Miller helped to start Legal Services of New Jersey, kept it running amid ever-present fiscal pressures, and was an advocate for New Jersey residents living in poverty.
Miller, who was known to friends as De, became director of a regional affiliate, Middlesex County Legal Services, in 1972, then became the first president and executive director of Legal Services of New Jersey in 1975. He continued in that capacity until the summer of 2020, when he assumed the role of president emeritus and Dawn Miller became the group’s president. He remained active in Legal Services business even after he retired.
“He had an absolutely passionate commitment to equal justice and access to justice. He was a visionary and a leader who did more to construct the legal services and legal aid landscape than anybody else I know. It was his passionate commitment to access to justice that kept him going over the years,” said Douglas Eakeley, a professor at Rutgers Law School in Newark who was on the Legal Services of New Jersey board during Miller’s tenure.
After attending Amherst College and Harvard Law School, Miller worked in a large New York law firm for a time before opting to pursue a public service career, Eakeley said.
“I think very early on, he felt a sense of calling and was drawn to this work.
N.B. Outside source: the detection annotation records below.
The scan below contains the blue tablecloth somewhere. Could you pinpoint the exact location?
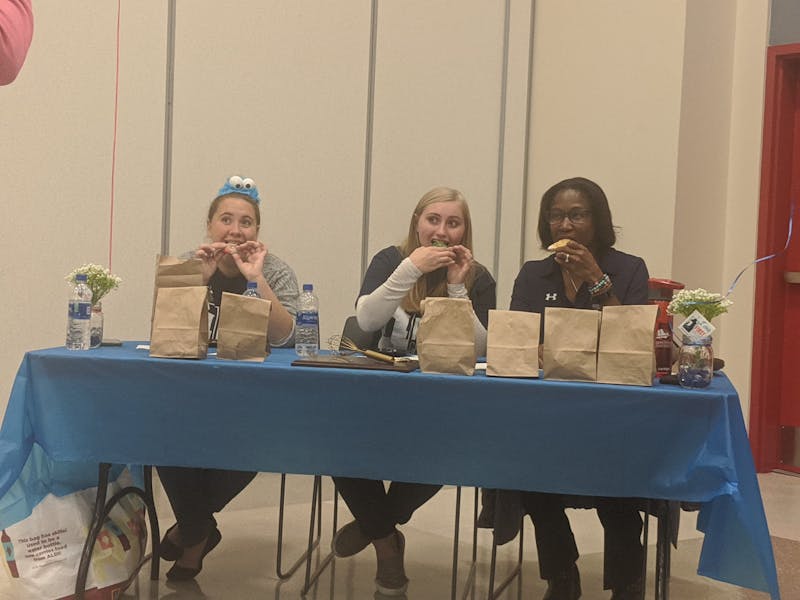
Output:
[0,343,779,599]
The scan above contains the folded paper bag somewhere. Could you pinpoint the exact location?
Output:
[150,254,203,322]
[150,286,208,358]
[542,307,600,381]
[597,304,658,385]
[486,310,542,377]
[217,292,272,362]
[417,297,475,375]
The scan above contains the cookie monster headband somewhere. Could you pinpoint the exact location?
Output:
[217,175,261,204]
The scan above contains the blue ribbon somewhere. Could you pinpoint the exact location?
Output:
[687,202,795,314]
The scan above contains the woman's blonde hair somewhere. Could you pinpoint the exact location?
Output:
[398,187,483,313]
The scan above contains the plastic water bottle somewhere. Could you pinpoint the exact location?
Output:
[242,281,261,298]
[66,273,92,350]
[294,283,319,356]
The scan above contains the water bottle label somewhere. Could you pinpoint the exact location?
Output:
[297,312,319,327]
[69,302,92,321]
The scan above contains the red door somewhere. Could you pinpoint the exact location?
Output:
[750,44,800,473]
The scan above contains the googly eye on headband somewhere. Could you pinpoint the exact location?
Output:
[217,175,261,204]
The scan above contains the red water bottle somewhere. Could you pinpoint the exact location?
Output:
[647,278,684,377]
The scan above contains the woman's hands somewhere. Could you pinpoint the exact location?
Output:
[555,240,603,285]
[194,242,228,285]
[230,241,267,281]
[195,241,267,284]
[409,245,475,283]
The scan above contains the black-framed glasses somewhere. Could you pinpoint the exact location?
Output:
[547,208,592,225]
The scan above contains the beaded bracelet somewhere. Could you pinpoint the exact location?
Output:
[589,273,611,296]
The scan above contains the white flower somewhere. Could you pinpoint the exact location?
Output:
[667,288,733,321]
[64,263,122,304]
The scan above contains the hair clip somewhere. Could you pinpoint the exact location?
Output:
[217,175,261,204]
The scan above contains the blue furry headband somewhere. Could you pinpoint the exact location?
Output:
[217,175,261,204]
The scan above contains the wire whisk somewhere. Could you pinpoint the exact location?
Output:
[328,335,394,363]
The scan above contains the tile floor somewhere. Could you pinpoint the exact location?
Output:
[0,473,800,600]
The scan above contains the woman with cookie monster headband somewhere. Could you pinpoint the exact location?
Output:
[158,175,299,580]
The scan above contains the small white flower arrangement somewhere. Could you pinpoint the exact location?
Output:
[667,288,733,321]
[64,263,122,304]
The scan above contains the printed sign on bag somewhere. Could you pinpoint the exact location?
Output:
[678,310,716,342]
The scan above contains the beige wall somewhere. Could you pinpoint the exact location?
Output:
[0,0,768,426]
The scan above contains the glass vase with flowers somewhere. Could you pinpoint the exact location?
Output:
[667,288,733,388]
[65,263,122,348]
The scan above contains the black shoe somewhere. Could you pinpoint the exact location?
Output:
[167,527,222,581]
[331,521,372,558]
[158,523,183,561]
[475,488,497,529]
[375,531,408,598]
[542,565,581,600]
[611,579,642,600]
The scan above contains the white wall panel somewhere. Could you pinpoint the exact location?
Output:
[525,0,685,277]
[0,0,165,409]
[170,0,369,340]
[369,0,504,282]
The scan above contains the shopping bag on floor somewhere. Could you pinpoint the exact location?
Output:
[0,470,148,600]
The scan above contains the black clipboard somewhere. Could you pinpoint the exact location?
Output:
[292,354,419,373]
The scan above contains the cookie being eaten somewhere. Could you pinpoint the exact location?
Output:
[547,238,570,252]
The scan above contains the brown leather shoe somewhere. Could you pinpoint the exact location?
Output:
[542,564,581,600]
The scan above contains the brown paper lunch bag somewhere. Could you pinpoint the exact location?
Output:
[597,304,658,385]
[217,292,272,362]
[150,285,208,358]
[417,297,475,375]
[543,307,600,381]
[150,254,203,322]
[486,310,542,377]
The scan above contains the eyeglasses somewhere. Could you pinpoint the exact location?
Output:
[547,208,592,225]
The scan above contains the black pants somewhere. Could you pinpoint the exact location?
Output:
[158,467,256,546]
[333,477,442,540]
[522,492,644,589]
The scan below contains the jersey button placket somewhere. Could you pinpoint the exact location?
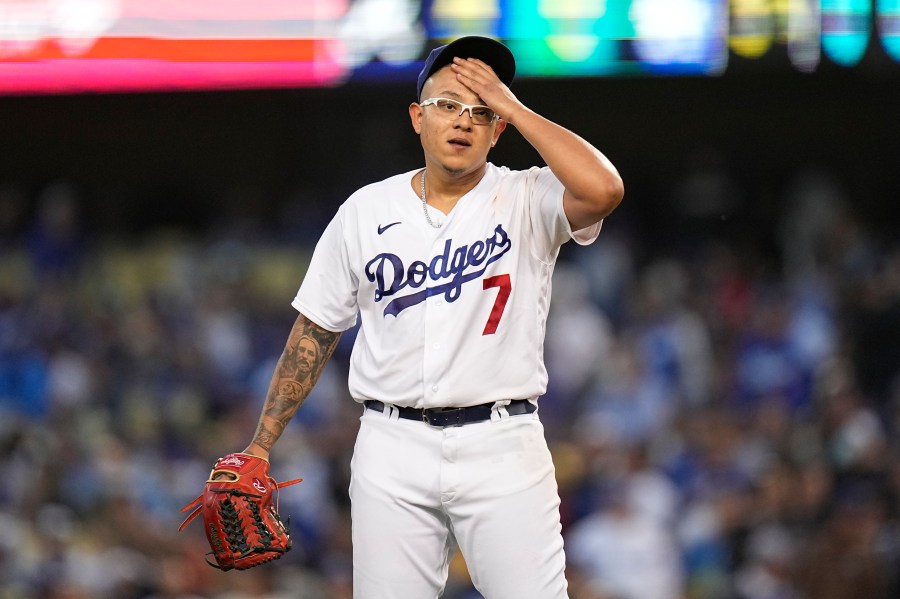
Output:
[422,288,446,406]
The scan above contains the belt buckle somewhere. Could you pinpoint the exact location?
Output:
[422,408,466,427]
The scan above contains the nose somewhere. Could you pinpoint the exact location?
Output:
[456,108,474,129]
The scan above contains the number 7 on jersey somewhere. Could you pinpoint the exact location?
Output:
[481,274,512,335]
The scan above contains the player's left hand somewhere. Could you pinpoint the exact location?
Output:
[450,57,525,124]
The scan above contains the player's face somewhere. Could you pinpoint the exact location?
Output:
[410,66,506,175]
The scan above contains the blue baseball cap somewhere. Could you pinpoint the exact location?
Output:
[416,35,516,100]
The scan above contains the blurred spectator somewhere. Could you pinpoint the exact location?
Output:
[0,161,900,599]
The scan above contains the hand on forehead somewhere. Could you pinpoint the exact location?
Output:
[422,65,481,103]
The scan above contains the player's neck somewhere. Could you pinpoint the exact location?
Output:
[414,165,487,214]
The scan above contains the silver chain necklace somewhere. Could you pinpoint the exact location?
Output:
[422,171,443,229]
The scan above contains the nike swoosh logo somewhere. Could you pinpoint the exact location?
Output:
[378,220,400,235]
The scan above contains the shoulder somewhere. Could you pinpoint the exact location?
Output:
[344,169,420,208]
[486,162,556,185]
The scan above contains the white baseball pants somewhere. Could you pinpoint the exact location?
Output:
[350,406,568,599]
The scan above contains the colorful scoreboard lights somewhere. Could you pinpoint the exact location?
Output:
[0,0,900,94]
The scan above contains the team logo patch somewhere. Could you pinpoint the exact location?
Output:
[365,225,512,316]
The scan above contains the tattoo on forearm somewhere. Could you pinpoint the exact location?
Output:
[253,314,341,451]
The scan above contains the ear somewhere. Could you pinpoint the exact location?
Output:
[491,119,507,148]
[409,102,422,133]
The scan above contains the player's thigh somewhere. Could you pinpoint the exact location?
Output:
[350,411,452,599]
[451,416,568,599]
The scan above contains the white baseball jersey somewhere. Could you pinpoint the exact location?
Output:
[292,163,601,408]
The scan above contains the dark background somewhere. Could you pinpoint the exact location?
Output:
[0,64,900,246]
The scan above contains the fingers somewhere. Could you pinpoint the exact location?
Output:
[451,57,502,91]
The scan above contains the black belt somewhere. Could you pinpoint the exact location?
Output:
[364,399,537,426]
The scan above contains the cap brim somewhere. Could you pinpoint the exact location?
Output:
[417,36,516,96]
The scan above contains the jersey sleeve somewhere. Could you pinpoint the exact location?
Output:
[291,205,359,333]
[526,166,603,256]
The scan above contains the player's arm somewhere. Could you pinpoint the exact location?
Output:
[452,58,625,230]
[244,314,341,459]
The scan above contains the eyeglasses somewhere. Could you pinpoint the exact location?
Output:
[419,98,500,125]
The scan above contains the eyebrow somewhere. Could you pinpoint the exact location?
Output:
[434,89,485,106]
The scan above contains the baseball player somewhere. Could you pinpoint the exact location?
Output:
[236,37,624,599]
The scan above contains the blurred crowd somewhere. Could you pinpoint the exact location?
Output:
[0,164,900,599]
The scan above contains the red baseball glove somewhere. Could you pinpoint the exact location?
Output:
[178,453,303,570]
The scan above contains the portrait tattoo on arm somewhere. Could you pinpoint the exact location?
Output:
[253,314,341,451]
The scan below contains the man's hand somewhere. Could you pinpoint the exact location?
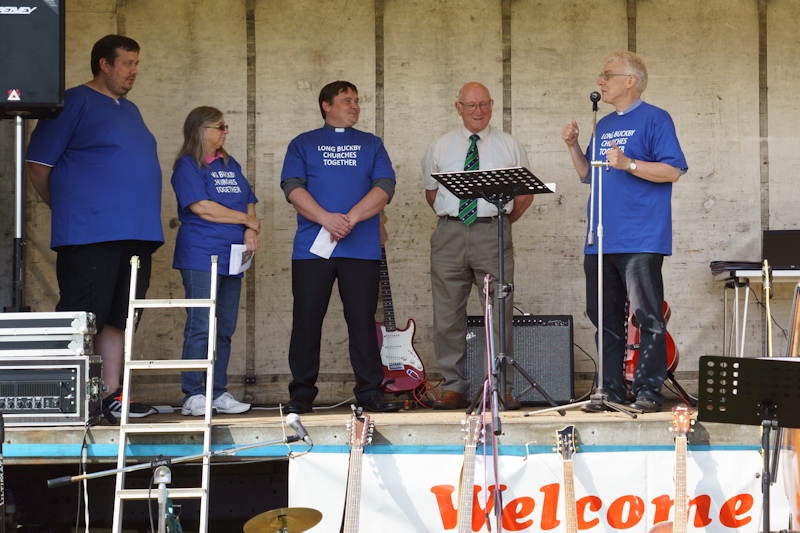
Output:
[319,212,355,242]
[606,141,631,170]
[244,228,259,252]
[561,119,580,148]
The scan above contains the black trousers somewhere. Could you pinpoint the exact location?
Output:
[583,253,667,405]
[289,258,383,402]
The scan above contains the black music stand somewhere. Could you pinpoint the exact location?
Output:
[697,355,800,533]
[431,167,566,422]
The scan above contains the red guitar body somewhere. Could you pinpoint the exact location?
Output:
[625,302,678,381]
[375,247,425,392]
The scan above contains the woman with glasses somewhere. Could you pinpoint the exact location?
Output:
[172,107,261,416]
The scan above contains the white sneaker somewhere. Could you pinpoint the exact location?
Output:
[181,394,206,416]
[211,392,250,415]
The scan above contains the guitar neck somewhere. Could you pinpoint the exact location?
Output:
[381,247,397,331]
[561,461,578,533]
[456,444,477,533]
[673,436,689,533]
[342,448,364,533]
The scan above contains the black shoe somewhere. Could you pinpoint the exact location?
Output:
[630,398,661,413]
[358,396,405,413]
[581,403,611,413]
[283,396,314,415]
[102,387,158,418]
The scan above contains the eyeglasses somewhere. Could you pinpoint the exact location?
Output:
[598,72,633,81]
[458,100,494,111]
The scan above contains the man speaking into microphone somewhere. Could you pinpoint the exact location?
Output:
[561,52,688,413]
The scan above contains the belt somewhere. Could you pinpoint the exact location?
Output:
[441,215,497,224]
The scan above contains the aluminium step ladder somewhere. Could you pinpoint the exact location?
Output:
[111,255,217,533]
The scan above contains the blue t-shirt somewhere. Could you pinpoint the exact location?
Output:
[584,102,688,255]
[26,85,164,248]
[172,154,258,278]
[281,126,395,261]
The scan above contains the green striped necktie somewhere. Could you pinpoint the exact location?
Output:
[458,134,481,226]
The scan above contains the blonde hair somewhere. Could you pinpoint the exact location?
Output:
[173,106,229,168]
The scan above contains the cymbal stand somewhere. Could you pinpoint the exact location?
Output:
[47,435,313,533]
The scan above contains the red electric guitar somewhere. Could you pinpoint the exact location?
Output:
[375,215,425,392]
[625,302,678,381]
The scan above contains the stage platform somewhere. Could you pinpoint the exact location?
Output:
[3,401,788,533]
[3,401,761,465]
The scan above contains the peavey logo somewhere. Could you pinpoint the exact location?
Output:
[0,6,38,15]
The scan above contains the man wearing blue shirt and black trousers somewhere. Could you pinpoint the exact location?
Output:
[281,81,403,414]
[26,35,164,417]
[561,51,688,413]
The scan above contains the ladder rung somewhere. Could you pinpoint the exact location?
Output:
[125,359,214,370]
[117,487,206,500]
[120,422,209,434]
[130,298,214,309]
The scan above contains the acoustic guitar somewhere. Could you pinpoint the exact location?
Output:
[650,404,692,533]
[341,408,375,533]
[556,426,578,533]
[625,301,678,381]
[456,415,483,533]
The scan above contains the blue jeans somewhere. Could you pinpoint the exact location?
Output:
[583,253,667,405]
[181,269,242,399]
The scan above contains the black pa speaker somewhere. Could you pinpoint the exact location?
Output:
[466,315,575,405]
[0,0,65,118]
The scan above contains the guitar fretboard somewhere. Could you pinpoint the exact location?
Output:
[381,247,397,331]
[672,436,689,533]
[561,461,578,533]
[342,447,364,533]
[456,444,477,533]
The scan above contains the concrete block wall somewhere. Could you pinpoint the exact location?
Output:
[0,0,800,404]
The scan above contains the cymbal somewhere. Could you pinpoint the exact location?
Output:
[244,507,322,533]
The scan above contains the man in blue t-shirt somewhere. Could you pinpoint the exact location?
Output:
[281,81,403,414]
[26,35,164,417]
[561,52,688,413]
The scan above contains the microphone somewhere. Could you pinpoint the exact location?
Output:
[286,413,314,446]
[589,91,600,111]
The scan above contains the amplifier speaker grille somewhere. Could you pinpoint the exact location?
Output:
[466,315,574,405]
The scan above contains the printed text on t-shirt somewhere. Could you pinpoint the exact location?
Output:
[211,170,242,194]
[317,144,361,167]
[600,130,636,155]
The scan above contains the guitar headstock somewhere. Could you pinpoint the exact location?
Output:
[670,404,693,437]
[347,408,375,449]
[461,415,483,446]
[556,426,578,461]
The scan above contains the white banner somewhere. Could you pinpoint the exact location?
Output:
[289,447,789,533]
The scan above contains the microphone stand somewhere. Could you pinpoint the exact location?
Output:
[525,91,636,418]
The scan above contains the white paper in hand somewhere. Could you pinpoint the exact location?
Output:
[228,244,256,276]
[309,227,338,259]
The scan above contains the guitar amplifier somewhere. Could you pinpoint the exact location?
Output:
[0,311,97,358]
[0,355,103,426]
[465,315,575,405]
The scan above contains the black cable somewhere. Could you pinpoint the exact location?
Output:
[75,421,90,533]
[572,343,597,402]
[147,470,160,533]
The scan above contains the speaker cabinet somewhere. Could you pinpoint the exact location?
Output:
[0,0,64,118]
[466,315,574,405]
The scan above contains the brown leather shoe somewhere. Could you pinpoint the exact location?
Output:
[433,391,469,410]
[505,393,522,411]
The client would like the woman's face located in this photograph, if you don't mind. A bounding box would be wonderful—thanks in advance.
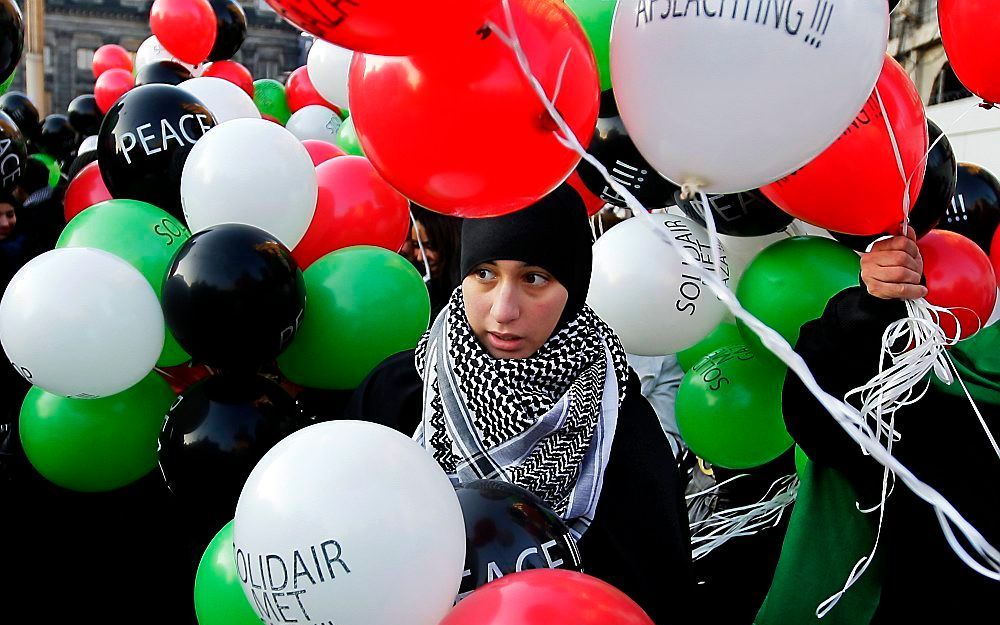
[410,220,441,278]
[462,260,569,359]
[0,204,17,240]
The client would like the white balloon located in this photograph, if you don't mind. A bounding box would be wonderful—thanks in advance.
[178,76,260,124]
[306,39,356,109]
[233,421,465,625]
[611,0,889,193]
[181,119,317,249]
[76,135,97,154]
[587,215,729,356]
[0,247,164,399]
[134,35,203,76]
[286,105,341,145]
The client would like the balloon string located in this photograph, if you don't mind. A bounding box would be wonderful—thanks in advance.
[410,209,431,283]
[487,0,1000,581]
[906,96,980,190]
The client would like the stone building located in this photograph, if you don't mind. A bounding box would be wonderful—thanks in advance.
[889,0,972,106]
[11,0,308,113]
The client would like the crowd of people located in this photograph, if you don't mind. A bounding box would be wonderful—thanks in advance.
[0,138,1000,623]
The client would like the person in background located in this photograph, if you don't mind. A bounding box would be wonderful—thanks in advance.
[346,185,694,625]
[16,158,66,257]
[628,354,687,460]
[772,228,1000,625]
[403,204,462,319]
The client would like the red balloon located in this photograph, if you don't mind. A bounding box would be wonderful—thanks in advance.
[154,362,212,394]
[149,0,218,65]
[302,139,348,167]
[566,169,607,217]
[94,69,135,113]
[93,43,132,78]
[292,156,410,270]
[285,65,340,115]
[267,0,499,55]
[441,569,653,625]
[349,0,599,217]
[938,0,1000,103]
[201,61,253,98]
[917,230,997,339]
[63,161,111,222]
[761,56,927,235]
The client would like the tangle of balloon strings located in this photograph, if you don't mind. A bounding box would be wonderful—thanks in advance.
[488,0,1000,580]
[410,210,431,283]
[685,474,799,560]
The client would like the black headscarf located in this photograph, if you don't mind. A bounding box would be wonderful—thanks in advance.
[462,184,593,327]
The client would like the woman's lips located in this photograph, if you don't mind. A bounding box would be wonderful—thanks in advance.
[486,332,524,352]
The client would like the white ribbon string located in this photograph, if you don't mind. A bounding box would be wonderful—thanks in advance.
[691,475,799,560]
[488,0,1000,581]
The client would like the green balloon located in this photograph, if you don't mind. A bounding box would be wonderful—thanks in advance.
[677,321,743,371]
[337,117,365,156]
[30,152,62,189]
[194,521,260,625]
[253,78,292,126]
[675,344,793,469]
[0,69,17,95]
[736,237,861,363]
[795,445,809,478]
[566,0,617,91]
[56,200,191,367]
[278,245,431,389]
[20,373,177,492]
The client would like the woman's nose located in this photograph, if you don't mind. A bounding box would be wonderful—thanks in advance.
[490,281,521,324]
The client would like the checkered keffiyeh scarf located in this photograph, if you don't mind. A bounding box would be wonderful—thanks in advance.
[416,287,629,533]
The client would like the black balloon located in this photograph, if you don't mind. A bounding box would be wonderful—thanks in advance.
[830,119,958,252]
[208,0,247,61]
[577,91,680,208]
[0,91,41,140]
[0,0,24,82]
[456,480,583,597]
[0,112,28,191]
[676,190,794,237]
[97,85,215,219]
[66,94,104,137]
[159,374,299,518]
[135,61,191,87]
[937,163,1000,254]
[34,115,80,161]
[162,224,306,370]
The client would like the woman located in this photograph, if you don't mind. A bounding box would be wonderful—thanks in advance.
[348,186,693,623]
[405,205,462,317]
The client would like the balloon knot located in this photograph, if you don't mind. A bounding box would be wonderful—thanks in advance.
[681,182,701,200]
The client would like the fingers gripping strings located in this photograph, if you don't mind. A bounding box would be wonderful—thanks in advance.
[489,0,1000,580]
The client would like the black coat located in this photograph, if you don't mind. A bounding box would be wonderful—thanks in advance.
[783,288,1000,624]
[344,351,694,625]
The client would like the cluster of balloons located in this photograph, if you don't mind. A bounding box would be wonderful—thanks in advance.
[0,0,24,95]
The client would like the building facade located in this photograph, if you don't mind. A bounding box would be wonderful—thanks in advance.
[11,0,308,113]
[889,0,1000,175]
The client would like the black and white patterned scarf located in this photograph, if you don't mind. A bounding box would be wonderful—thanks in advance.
[415,287,629,537]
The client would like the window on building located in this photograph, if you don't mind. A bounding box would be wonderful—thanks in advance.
[76,48,94,71]
[928,63,972,104]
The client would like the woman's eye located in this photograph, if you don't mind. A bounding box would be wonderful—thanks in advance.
[524,273,549,286]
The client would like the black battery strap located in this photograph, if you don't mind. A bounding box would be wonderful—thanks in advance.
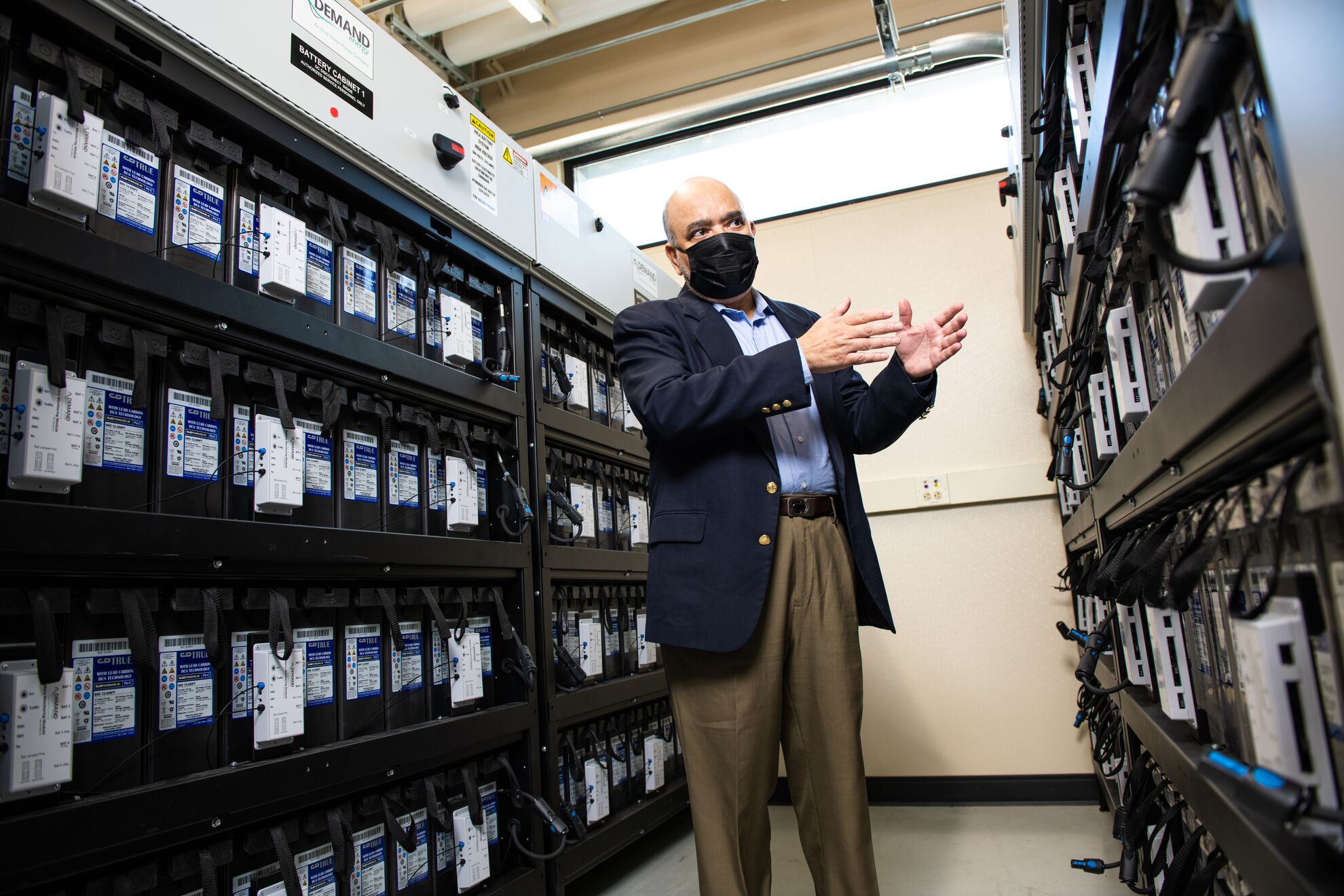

This was right when the movement [to provide legal services to poor people] was getting going, and I think he wanted to be part of that movement,” Eakeley said.
Legal Services of New Jersey has 420 employees, including 180 attorneys, and provides legal representation in civil matters to low-income residents in all of the state’s 21 countries.
Legal services organizations in New Jersey and nationwide have faced existential challenges in the form of funding cuts by elected officials Washington, the first during the Nixon administration and the second from Congress during the Clinton administration.
But Miller was able to find new funding sources for Legal Services, including an increase in state funding and the program directing interest on lawyers’ trust accounts to the group’s coffers.
Under Miller’s leadership, the Legal Services of New Jersey Poverty Research Institute was created in 1997 and has developed a series of data-based reports designed to spotlight how poverty has steadily increased in one of the wealthiest states of the nation, reaching the point that there are some 3 million New Jerseyans in what Miller defined as “true poverty” or those essentially living daily lives of “deprivation.”
Cynthia Jacob, the chairwoman of the Legal Services of New Jersey board of directors and an attorney at Fisher Phillips in Murray Hill, said in a statement that MIller “made New Jerseyans far better understand the depth and consequences to the poor of our state. And he was a dogged fighter to that end. In short, he cared. His passion for Legal Services and its clients was all consuming, second only for his love for family.”
Jacob noted that through all the funding challenges for Legal Services, “De Miller stood fast as a stalwart in keeping Legal Services afloat in hard times and maintaining the most crucial services the impoverished and others need.”
She said, “He never gave up—even in the hardest of times.”